Eu acho que não é não. Todo filme eu recomeço do zero. Eu estava produzindo um documentário em 2001 e eu já estava escrevendo "Antonia" e só agora eu consegui finalizar o filme. Não é mais fácil não. "Antonia" fala sobre isso, porque as meninas querem viver de rap e eu vivo de cinema. Eu faço outras coisas sempre relacionada a minha área de cinema. Trabalhei por muito tempo em agência de publicidade, mas hoje em dia não trabalho mais. Me dedico mais ao cinema. O nome
O filme se chama "Antônia" porque é o nome do grupo de rap que há no filme. Mas antes mesmo de ter a história, eu já queria fazer um filme sobre adolescentes com esse nome porque em homenagem ao meu bisavô que se chamava Antônio. Ele era um contador de histórias, que tinha dificuldade de viver das suas histórias, aliás ele não viva disso, e é um tributo meu a ele. No filme, a explicação (para o nome do grupo) é que as quatro meninas, que se conhecem desde pequenas, elas tinham avós que se chamavam Antônio. Todo mundo tem um avô chamado Antônio, ou um tio, ou conhece alguém. Idéia da série
A idéia surgiu depois do primeiro corte quando a gente procurou a produtora O2, porque a gente achava que merecia levar aquele mundo para uma série de TV. Eles todos se encantaram e ofereceram ao grupo de Guel Arraes que se apaixonaram pelo projeto. Serão cinco semanas de apresentações da minissérie.
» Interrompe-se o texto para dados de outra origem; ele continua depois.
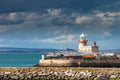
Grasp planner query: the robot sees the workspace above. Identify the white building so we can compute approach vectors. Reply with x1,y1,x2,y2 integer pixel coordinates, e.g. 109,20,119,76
78,33,99,53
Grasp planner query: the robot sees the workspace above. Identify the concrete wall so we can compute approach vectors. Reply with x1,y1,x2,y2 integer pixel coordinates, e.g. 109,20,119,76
39,59,120,67
39,59,78,67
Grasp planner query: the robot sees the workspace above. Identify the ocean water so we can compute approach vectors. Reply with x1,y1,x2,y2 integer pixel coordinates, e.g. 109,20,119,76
0,52,41,67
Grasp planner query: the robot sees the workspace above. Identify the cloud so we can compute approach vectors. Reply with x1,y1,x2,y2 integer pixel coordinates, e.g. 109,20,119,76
31,35,76,43
47,9,61,16
75,16,93,24
0,13,24,25
103,32,112,36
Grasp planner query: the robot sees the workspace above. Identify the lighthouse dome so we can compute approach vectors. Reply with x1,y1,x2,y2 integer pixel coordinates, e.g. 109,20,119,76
80,33,86,40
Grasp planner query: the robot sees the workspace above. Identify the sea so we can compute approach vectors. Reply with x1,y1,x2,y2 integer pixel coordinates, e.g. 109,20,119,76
0,52,42,67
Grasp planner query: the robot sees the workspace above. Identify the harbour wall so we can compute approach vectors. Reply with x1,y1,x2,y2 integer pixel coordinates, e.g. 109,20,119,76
39,59,120,67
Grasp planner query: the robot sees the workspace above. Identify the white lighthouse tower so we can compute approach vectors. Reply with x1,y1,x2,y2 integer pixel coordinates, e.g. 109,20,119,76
78,33,88,52
78,33,99,53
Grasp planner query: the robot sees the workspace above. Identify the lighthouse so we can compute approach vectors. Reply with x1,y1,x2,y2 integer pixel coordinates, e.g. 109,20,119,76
78,33,88,47
78,33,99,53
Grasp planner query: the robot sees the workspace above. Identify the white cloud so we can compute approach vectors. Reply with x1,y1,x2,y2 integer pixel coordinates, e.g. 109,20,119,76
31,35,76,43
75,16,93,24
103,32,112,36
47,9,61,16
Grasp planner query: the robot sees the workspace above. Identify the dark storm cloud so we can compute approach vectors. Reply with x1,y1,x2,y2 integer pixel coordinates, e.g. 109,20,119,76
0,0,119,13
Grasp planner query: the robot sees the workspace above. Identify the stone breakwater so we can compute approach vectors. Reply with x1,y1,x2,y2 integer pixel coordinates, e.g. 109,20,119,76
0,67,120,80
39,59,120,68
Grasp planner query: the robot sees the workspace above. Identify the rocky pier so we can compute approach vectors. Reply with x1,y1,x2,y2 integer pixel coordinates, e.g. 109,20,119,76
0,67,120,80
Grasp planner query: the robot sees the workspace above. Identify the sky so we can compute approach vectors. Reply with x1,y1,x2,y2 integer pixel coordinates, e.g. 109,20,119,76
0,0,120,50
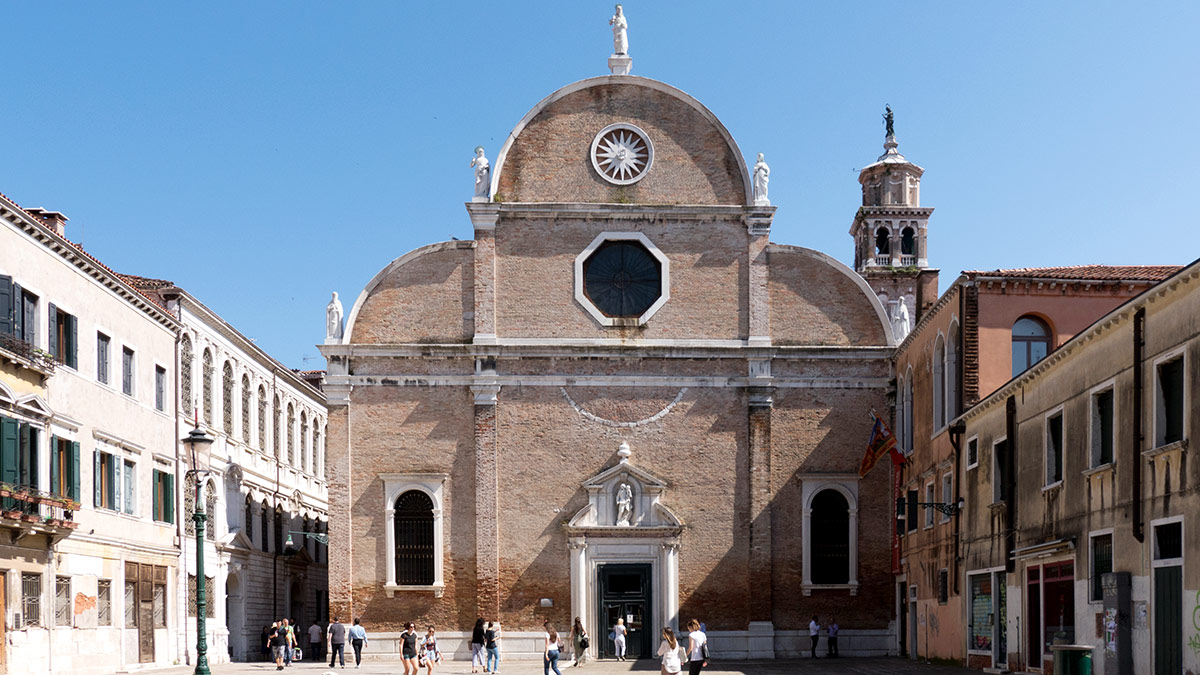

É importante assistir o filme porque o seriado é como uma continuação do filme. Brasilândia Cheguei à Vila Brasilândia por causa do cinema. Por incrível que pareça, é um das regiões mais filmadas do cinema paulista. "Eles Não Usam Black Tie" foi filmado lá, "A Família Bras" do João Moreira Sales foi filmado lá, "O Invasor" do Beto Brant foi filmado lá. Uma das razões que eu imagino, que pra mim foi a mais importante, é que é um bairro muito cinematográfico. A Brasilândia é quase um estádio de futebol, uma cratera de vulcão, que fica a noroeste da cidade, depois do Tietê. De lá, que é muito alto, na beirada da Cantareira, dá pra ver a cidade ao longe. De lá, a gente tem uma visão muito privilegiada de São Paulo. Eu filmava na laje, cenas cotidianas, e dá pra ver ao longe a torre da Paulista. É muito cinematográfico.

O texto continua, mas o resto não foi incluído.